We’re getting some pretty ticked-off reader comments on the Missoulian website about a couple of sentencings yesterday, both of them involving sexual assault cases.In one case, District Court Judge Doug Harkin gave a suspended sentence to James Lee Burns, who pleaded guilty to sexually abusing a teenage girl over several years. In the other, a deferred sentence was revoked – also by Harkin – because Daniel Tudahl was arrested on a DUI charge in Bozeman last January. A year ago, Tudahl pleaded no contest in a case that combined separate accusations by two women that he assaulted them after they fell asleep.
Some of our readers – at least the ones who went online to comment, and also one who called – seem to feel that these guys got off easy.
Here’s the deal. In the case of Burns, who owns Painless Steel tattoo shop, his being out of jail means he can continue to earn enough money to pay $39,000 in court-ordered restitution for counseling over the next five years for his victim. That means taxpayers won’t be footing the bill (nor the prison costs) for the horrendous psychological damage Burns caused. At least as important, his victim agreed to the arrangement after consulting with both the Missoula County Attorney’s Office and the Crime Victims Advocate.

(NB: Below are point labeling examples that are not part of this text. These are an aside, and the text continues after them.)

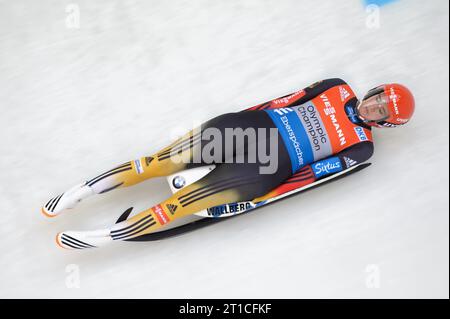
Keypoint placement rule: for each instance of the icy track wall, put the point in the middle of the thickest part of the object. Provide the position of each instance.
(86, 85)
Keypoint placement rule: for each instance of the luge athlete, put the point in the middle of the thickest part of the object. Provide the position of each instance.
(320, 130)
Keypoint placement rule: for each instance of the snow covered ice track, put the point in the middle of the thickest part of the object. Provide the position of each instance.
(76, 100)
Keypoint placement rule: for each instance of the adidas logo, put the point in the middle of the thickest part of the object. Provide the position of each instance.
(172, 208)
(148, 160)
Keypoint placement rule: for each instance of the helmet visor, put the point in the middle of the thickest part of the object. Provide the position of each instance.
(374, 108)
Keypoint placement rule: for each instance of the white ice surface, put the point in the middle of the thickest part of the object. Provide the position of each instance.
(74, 102)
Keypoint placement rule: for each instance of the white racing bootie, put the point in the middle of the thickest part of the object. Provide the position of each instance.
(66, 200)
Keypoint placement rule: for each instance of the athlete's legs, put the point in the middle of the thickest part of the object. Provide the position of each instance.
(228, 183)
(187, 152)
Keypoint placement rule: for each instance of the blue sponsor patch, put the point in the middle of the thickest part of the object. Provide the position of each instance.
(327, 167)
(377, 2)
(361, 134)
(294, 137)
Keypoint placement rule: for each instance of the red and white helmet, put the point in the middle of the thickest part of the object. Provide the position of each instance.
(398, 101)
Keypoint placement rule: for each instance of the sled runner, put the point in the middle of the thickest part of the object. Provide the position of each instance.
(216, 214)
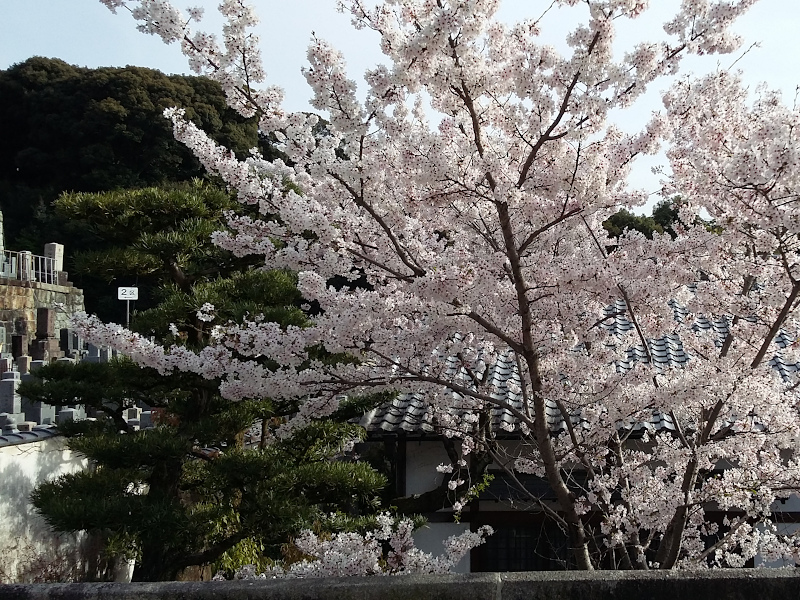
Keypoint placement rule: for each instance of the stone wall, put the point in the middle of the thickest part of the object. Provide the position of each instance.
(20, 299)
(731, 584)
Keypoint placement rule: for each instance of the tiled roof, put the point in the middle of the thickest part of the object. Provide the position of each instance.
(38, 433)
(410, 414)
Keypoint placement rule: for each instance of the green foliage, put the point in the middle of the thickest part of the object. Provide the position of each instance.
(67, 128)
(624, 220)
(665, 215)
(192, 491)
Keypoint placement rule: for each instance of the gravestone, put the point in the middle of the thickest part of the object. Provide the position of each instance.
(10, 401)
(17, 341)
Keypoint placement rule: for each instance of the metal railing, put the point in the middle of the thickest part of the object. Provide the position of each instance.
(26, 266)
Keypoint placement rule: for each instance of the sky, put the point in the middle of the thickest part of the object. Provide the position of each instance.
(86, 33)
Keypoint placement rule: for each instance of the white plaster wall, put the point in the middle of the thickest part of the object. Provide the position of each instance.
(430, 538)
(422, 458)
(24, 536)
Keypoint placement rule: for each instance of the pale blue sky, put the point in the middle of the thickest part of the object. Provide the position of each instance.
(85, 33)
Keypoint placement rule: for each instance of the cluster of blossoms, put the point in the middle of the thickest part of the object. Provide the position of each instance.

And in the case involving Tudahl, relatives of one victim viewed the new terms as a victory of sorts. Now, if Tudahl runs afoul of conditions set for him, he’ll go to prison.
In each case, the defense attorney sought a deferred sentence, meaning that once the terms and conditions were met, the case would be erased. But Harkin rejected those requests in favor of suspended sentences, meaning that each man is forever identified as a felon.
Is that getting off easy? The victims didn’t seem to think so.
One thing for sure: The complexity of such decisions makes me really glad I’m not a judge.